La petite fée de la littérature américaine nous entraîne dans un univers enchanté et surréaliste où cohabitent de vieilles légendes juives et le New York d'aujourd'hui. Chagall dans le Bronx...
Derrière cette histoire délirante, au dénouement sinistre, Cynthia Ozick dissimule une parabole passablement amère. Et fustige une époque où les rêveurs de la trempe de Ruth Puttermesser n'ont plus leur place, parce que les utopies ont été balayées de nos horizons. Un constat assez réaliste, dans un roman surréaliste qui risque de déconcerter les esprits cartésiens.
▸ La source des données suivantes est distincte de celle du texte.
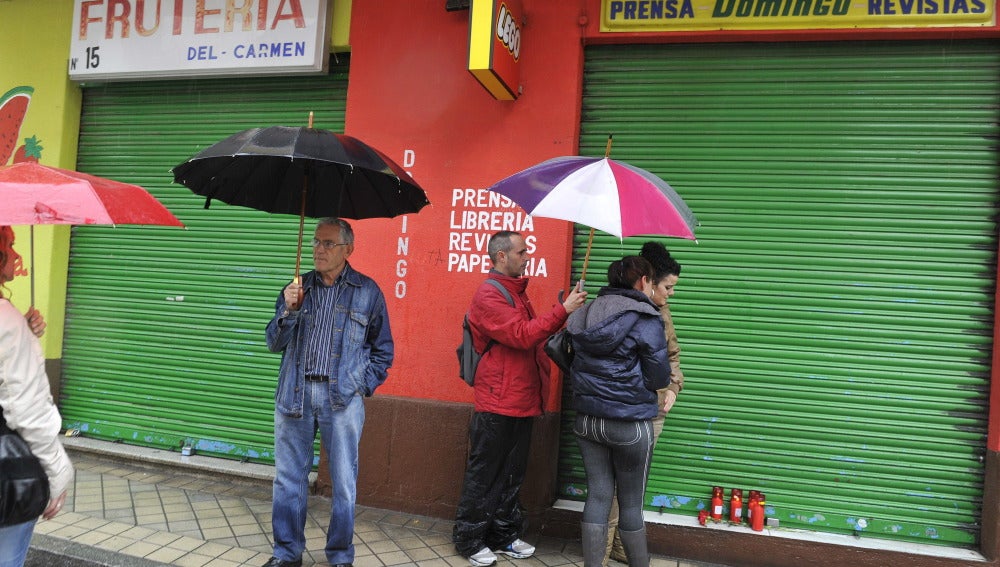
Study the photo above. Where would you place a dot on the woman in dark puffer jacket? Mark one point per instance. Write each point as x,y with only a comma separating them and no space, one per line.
621,361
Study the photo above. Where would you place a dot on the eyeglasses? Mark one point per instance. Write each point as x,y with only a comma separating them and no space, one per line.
327,244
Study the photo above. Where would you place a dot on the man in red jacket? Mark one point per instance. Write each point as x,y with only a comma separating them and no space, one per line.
508,391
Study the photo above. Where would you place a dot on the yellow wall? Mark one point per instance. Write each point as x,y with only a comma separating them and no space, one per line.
34,52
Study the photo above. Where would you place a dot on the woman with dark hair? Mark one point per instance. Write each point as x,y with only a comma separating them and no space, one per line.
666,271
26,404
620,363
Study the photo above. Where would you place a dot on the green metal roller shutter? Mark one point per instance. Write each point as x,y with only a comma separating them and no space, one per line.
165,327
836,317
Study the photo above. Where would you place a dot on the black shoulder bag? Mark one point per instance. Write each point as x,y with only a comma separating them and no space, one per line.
24,487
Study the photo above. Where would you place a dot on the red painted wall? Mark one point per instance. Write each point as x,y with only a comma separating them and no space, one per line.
410,95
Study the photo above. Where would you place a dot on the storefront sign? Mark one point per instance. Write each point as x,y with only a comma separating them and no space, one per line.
495,46
690,15
129,39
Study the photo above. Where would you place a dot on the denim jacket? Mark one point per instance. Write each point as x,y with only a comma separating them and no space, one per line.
365,356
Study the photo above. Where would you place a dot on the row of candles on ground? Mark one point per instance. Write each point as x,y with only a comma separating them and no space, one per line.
755,508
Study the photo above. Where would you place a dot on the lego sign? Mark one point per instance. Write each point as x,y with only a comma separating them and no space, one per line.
689,15
495,46
129,39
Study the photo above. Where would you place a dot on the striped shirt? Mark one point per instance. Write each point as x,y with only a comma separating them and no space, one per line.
323,343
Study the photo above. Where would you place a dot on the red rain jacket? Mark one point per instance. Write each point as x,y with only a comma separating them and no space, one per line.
513,376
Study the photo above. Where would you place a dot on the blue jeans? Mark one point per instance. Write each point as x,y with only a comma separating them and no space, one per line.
14,541
340,433
616,454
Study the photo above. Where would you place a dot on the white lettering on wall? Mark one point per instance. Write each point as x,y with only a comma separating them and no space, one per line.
475,215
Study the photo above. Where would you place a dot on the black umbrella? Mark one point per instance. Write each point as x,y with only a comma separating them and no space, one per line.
303,171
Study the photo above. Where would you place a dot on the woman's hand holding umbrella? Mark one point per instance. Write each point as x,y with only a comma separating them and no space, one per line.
35,321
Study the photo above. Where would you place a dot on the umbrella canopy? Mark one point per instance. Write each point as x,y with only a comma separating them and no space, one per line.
602,193
306,171
38,194
32,194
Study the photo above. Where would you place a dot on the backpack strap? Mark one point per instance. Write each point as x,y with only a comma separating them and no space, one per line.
509,299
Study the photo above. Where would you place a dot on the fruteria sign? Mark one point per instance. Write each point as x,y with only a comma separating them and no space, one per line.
691,15
495,46
129,39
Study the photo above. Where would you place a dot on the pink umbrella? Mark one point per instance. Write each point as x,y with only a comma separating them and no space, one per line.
39,194
602,193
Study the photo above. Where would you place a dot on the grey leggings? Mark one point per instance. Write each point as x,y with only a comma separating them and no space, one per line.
616,454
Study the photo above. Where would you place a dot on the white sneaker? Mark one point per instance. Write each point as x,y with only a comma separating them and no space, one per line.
519,549
484,558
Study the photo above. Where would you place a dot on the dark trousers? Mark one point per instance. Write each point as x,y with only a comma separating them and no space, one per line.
616,455
489,514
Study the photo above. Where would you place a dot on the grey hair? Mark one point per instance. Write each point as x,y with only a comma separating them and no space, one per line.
346,232
500,242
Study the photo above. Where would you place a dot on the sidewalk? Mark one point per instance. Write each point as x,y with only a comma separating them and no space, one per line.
137,507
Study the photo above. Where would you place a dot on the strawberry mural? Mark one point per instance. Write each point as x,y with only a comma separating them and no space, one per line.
13,107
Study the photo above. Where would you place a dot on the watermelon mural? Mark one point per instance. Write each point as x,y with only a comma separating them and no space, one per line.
13,107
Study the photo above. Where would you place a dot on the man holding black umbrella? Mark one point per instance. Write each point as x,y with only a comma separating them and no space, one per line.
333,333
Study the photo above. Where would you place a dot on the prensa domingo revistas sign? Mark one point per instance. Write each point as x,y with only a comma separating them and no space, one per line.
129,39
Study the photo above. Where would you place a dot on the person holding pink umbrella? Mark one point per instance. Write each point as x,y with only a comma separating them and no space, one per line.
27,405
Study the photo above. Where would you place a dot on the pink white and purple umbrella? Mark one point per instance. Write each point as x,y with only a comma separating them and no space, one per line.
601,193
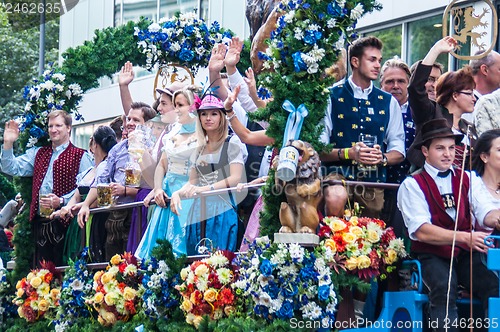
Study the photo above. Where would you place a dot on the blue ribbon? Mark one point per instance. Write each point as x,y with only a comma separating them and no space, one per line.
294,122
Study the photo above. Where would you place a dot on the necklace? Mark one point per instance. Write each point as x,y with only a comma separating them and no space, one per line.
497,190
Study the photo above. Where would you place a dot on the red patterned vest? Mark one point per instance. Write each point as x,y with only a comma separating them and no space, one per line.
439,217
65,170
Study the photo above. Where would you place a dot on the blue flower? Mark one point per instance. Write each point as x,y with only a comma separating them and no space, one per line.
290,290
37,132
266,268
323,292
186,55
189,30
298,63
215,26
333,9
286,310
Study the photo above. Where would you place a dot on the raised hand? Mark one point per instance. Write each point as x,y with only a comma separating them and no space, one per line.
231,98
216,62
233,53
10,134
126,75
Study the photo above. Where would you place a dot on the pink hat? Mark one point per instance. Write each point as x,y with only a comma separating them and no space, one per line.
210,102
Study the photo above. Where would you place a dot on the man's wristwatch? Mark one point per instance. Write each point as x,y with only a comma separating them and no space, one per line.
384,160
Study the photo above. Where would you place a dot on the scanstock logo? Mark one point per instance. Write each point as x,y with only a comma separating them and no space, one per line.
27,13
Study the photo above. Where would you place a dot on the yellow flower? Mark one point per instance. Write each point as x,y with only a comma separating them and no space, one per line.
98,297
108,317
349,237
116,259
98,275
202,269
356,230
363,262
197,321
329,243
373,236
392,256
20,311
190,319
229,310
54,293
129,293
210,295
337,225
351,263
187,306
184,273
106,277
35,282
43,305
109,299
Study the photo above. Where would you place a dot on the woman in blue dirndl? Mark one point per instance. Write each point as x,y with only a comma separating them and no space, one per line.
217,164
176,161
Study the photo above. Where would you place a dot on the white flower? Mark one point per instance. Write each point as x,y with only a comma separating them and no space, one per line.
331,23
298,33
77,285
288,17
154,27
357,12
225,275
314,27
31,142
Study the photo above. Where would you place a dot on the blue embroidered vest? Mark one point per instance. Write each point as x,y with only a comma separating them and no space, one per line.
351,117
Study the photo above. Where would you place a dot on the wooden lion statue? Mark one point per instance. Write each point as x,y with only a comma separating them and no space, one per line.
303,193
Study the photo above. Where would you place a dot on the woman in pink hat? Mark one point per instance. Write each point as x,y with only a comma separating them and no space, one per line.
218,163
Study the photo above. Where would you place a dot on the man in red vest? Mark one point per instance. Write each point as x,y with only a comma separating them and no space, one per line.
54,169
434,202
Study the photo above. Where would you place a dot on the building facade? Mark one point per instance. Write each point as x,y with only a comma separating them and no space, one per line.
407,28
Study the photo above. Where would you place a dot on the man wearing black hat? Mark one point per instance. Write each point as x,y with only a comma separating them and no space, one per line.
434,202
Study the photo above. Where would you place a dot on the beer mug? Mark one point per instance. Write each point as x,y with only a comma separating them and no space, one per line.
287,165
45,212
104,196
370,141
132,174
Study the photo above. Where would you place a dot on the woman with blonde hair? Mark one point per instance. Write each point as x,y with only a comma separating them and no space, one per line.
218,163
171,173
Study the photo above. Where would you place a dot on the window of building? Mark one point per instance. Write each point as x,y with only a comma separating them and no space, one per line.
391,37
422,34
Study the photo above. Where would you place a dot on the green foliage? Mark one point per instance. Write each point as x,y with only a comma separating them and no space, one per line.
103,56
245,61
7,190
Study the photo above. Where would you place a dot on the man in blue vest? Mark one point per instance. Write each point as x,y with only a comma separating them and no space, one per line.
357,109
436,201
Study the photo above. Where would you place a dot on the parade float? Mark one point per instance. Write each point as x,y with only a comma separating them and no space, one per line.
273,286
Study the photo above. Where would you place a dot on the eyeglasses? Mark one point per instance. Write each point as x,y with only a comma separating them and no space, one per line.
465,93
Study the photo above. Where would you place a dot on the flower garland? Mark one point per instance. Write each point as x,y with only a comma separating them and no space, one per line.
362,246
76,286
7,308
116,294
286,281
158,298
37,295
184,39
207,288
49,93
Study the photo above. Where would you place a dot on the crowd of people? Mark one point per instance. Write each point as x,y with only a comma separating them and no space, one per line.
425,127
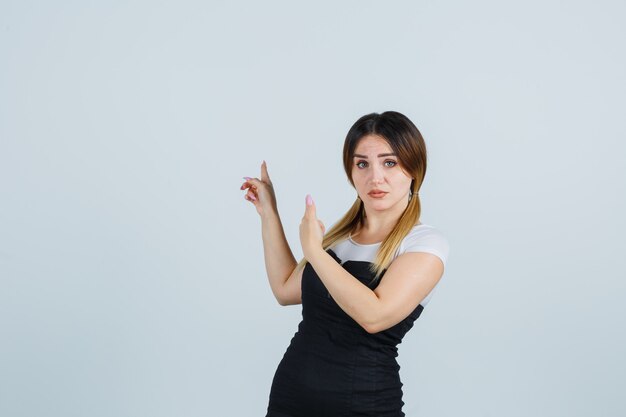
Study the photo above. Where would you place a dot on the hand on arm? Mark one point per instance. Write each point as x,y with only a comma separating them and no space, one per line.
407,281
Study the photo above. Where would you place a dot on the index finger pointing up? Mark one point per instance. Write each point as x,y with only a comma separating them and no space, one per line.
264,175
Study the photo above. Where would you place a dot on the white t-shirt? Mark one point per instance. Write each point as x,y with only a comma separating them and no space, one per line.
421,238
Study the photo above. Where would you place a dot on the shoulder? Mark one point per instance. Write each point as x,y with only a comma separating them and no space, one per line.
426,238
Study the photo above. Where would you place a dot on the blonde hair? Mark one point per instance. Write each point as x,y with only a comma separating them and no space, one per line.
407,142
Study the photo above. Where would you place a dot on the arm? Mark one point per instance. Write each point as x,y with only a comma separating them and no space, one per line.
279,261
407,281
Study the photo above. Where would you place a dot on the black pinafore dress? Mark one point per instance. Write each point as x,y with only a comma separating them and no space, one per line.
333,367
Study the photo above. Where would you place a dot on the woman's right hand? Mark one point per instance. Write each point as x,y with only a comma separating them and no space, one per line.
261,192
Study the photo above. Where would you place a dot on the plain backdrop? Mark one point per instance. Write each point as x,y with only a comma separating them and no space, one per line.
132,280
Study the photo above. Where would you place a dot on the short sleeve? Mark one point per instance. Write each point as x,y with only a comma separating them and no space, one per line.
424,238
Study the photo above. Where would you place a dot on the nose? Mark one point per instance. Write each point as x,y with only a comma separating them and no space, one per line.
378,175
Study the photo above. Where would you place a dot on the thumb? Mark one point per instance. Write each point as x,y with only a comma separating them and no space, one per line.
310,207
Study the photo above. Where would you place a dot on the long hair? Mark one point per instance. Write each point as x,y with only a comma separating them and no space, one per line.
407,142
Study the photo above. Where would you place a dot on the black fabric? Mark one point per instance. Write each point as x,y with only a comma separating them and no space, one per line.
333,367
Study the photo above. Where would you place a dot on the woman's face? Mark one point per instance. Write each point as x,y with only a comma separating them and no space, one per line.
376,167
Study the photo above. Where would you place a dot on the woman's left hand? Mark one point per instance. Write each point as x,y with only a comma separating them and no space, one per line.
311,230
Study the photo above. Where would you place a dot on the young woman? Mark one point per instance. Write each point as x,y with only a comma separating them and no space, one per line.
361,285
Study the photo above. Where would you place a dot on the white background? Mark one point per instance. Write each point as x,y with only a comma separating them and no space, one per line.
132,280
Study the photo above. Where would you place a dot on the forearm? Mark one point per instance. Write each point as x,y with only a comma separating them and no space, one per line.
279,260
355,298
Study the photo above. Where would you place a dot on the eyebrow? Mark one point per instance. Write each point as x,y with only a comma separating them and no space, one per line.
356,155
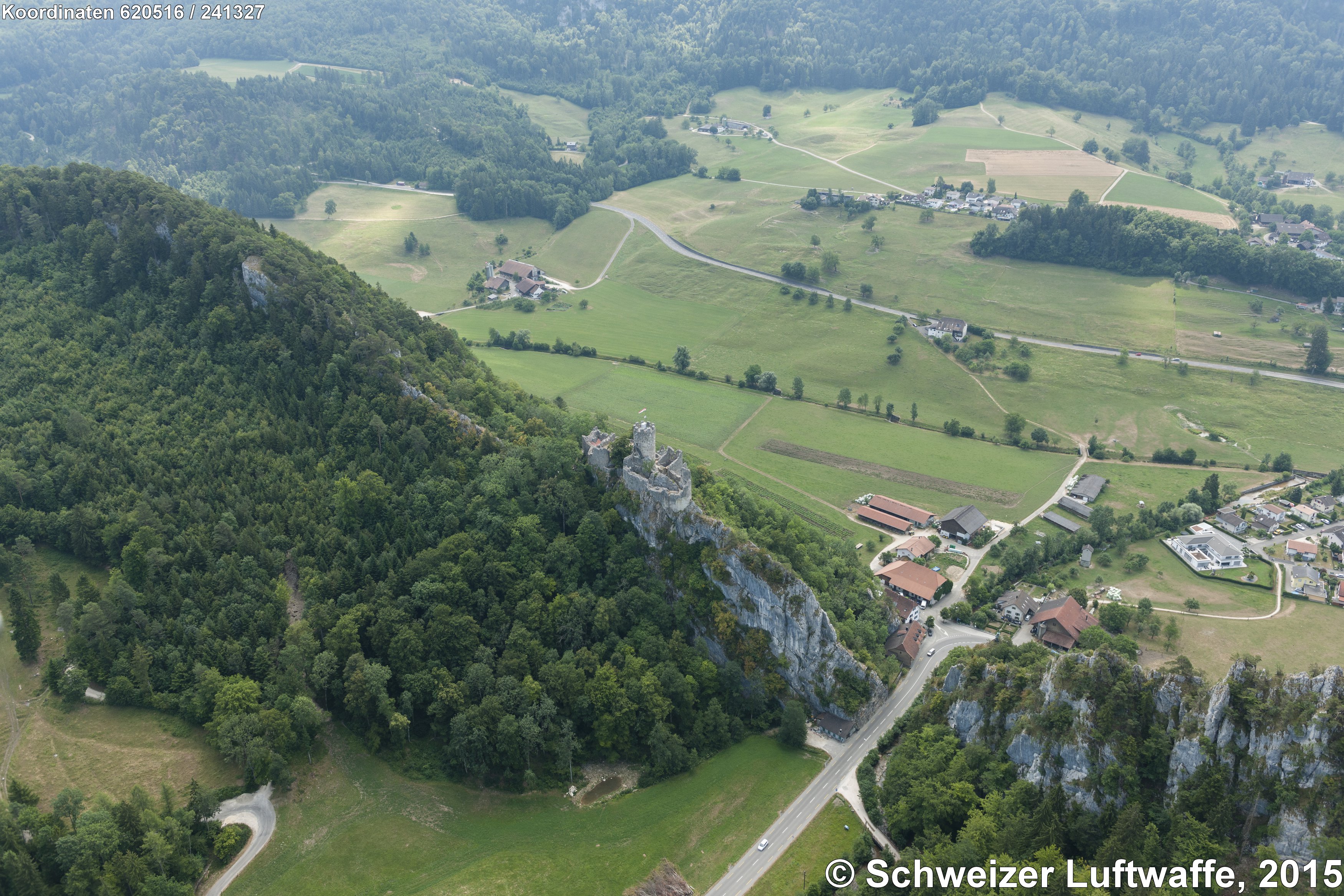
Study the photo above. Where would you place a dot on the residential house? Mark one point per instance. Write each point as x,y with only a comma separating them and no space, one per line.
916,548
1059,623
1272,512
962,523
1207,551
914,515
873,515
530,288
835,727
1076,507
1068,526
914,581
515,268
1301,550
904,644
948,327
1306,581
1335,535
1233,523
1088,488
1304,513
1016,606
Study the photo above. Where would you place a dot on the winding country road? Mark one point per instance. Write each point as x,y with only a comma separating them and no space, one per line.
682,249
846,758
257,812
Puttermesser avait trente-quatre ans, elle était avocate. Elle était aussi vaguement féministe, sans excès, simplement elle n'appréciait pas qu'on mette «Miss» devant son nom ; elle trouvait cela ouvertement sectaire ; elle désirait être un avocat parmi d'autres. Bien qu'elle ne fut pas vierge elle vivait seule, surtout par habitude - dans le Bronx, sur Grand Concourse, parmi les parents vieillissants de gens qu'elle ne connaissait pas. Les siens étaient allés s'installer à Miami Beach. Dans une paire de pantoufles en fourrure qu'elle avait depuis le collège, elle rôdait dans l'appartement interminablement labyrinthique qui l'avait vue grandir ; ses partitions jaunies, toujours en tas sur le piano droit, portaient les croix que son professeur y avait inscrites pour lui indiquer jusqu'où elle devait travailler ses morceaux. Puttermesser en faisait toujours un peu plus que ce qui lui était demandé ; à l'école aussi. Ses professeurs disaient à sa mère qu'elle était «extrêmement motivée», «remarquablement performante». Elle possédait, de plus, une «forte pulsion épistémique». Sa mère notait toutes ces choses dans un carnet, elle l'avait toujours sur elle, et l'emporta en Floride au cas où elle mourrait là-bas. Puttermesser avait une soeur cadette qui était, elle aussi, extrêmement motivée, mais elle avait épousé un Indien, un pharmacien parsi, qu'elle avait suivi à Calcutta. Sa soeur avait déjà quatre enfants et sept saris dans des étoffes variées.
Puttermesser poursuivit ses études. À la faculté de droit, ils la traitaient de bûcheuse, obsédée par la compétition, d'égocentrique possédée par la soif de se mettre toujours plus en avant. Mais l'ego n'avait rien à voir là-dedans; elle cherchait à résoudre quelque chose, sans savoir quoi.